Iron Mountain coach Bucky Johnson can remember back when his son, Marcus Johnson, and Foster were managers for his varsity basketball team. The two would get up their own shots during pregame and halftime, but oftentimes, Bucky would have to tell them to get off the floor so they wouldn’t steal shots from the actual players.
“If you look back at the pictures in the coaches room, you’ll see pictures of them as little squirts as sixth, seventh and eighth-graders, and they were right there,” Bucky said. “There’s a spot in one of the games where Foster and Marcus are both sitting on the bench, and something great happened, and they’re both there jumping up and down.
“People used to say, ‘I can’t wait to watch those two play,’ and now, they’re turning into the players that they’re turning into.”

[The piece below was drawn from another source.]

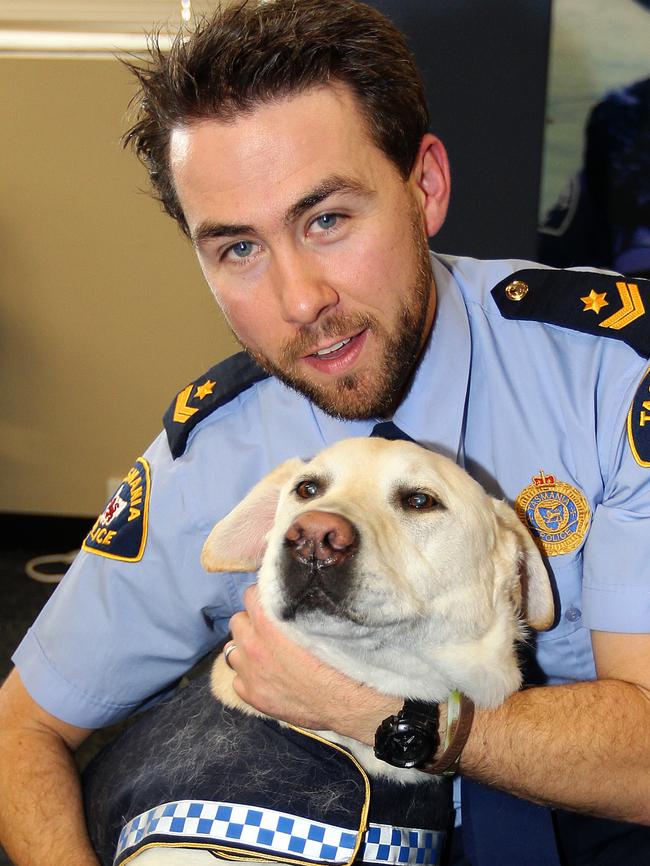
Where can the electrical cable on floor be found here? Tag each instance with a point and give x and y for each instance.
(39, 567)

Together, they make the most dynamic scoring duo in the UP. With Johnson at 22.8 points per game, teams have struggled to contain one or the other. In the simplest of terms, at times, Iron Mountain can resemble a your turn, my turn offense when Johnson or Foster attempt to break down an opposing defense. But the chemistry between the two about knowing when to attack or look for the other when they’re in a rhythm has been cultivated since the two played together as far back as the first grade.
“It just comes naturally to us by now,” Foster said. “We can both sense when the other is getting hot and getting it to that guy and letting them go to work.”

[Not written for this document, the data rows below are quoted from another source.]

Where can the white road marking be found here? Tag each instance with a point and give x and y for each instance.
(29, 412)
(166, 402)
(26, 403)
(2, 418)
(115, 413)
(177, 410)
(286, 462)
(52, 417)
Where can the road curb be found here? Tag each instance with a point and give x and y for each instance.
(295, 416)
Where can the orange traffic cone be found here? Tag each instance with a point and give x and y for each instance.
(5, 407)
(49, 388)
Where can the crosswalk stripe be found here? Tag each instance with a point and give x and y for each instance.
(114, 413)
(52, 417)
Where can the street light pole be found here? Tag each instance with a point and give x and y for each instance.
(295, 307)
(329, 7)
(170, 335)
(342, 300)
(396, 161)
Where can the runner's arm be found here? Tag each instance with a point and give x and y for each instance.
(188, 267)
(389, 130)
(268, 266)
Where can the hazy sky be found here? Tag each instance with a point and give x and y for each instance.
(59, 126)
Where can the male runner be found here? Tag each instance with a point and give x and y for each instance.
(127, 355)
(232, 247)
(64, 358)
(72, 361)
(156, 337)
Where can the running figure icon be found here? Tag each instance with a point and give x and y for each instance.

Foster can remember Bill Sall asking him and his family to come into his office after a summer league game. He was expecting the NMU coach to talk about Carson, who had just gotten to NMU. Instead, Sall offered him a full scholarship. Foster’s jaw dropped, and Matt estimates the smile didn’t come off his face for at least a month. And so began the recruitment of Foster Wonders, which will be the most discussed in the UP until he commits.
In addition to his three offers, he has fielded interest from Miami of Ohio, Wisconsin, Iowa and UW-Green Bay. If there’s one school that piques his interest, it’s Wisconsin. He believes the program’s style of play would fit his game, and he admits the possibility of going Division I is tempting.
“A lot of people say don’t get hung up on it,” he said of going Division I. “I’m just going to look for whatever feels right.”
That would be a program with a family atmosphere that is relatively close to home where he can still be in touch with his own family.
But as Iron Mountain prepares for what it hopes is a deep run in March, one of the most important stretches for Foster’s individual career will take place during the high school offseason. Foster will play for the AAU organization Phenom University, which competes in the NIKE Elite Youth Basketball League. The EYBL is considered the top AAU circuit by various online media outlets, and to get a scope of the league’s typical talent, 26 percent of the players in the NBA went through the EYBL.
Foster’s unique situation also has him contemplating another option that’s unheard of in the UP: transferring to a prep school. He’s thought about it, but wouldn’t seriously consider doing it until after his junior year. At that point, it would be fair to wonder what more Foster could gain from playing his senior season in the UP, especially when you consider he has yet to grow and develop his full range of athleticism. It’s just another intriguing possibility. But for all the uncertainty with his future, there is one thing Foster wants to take with him wherever he may end up.
“No matter where I go, I’ll always represent the UP,” he said.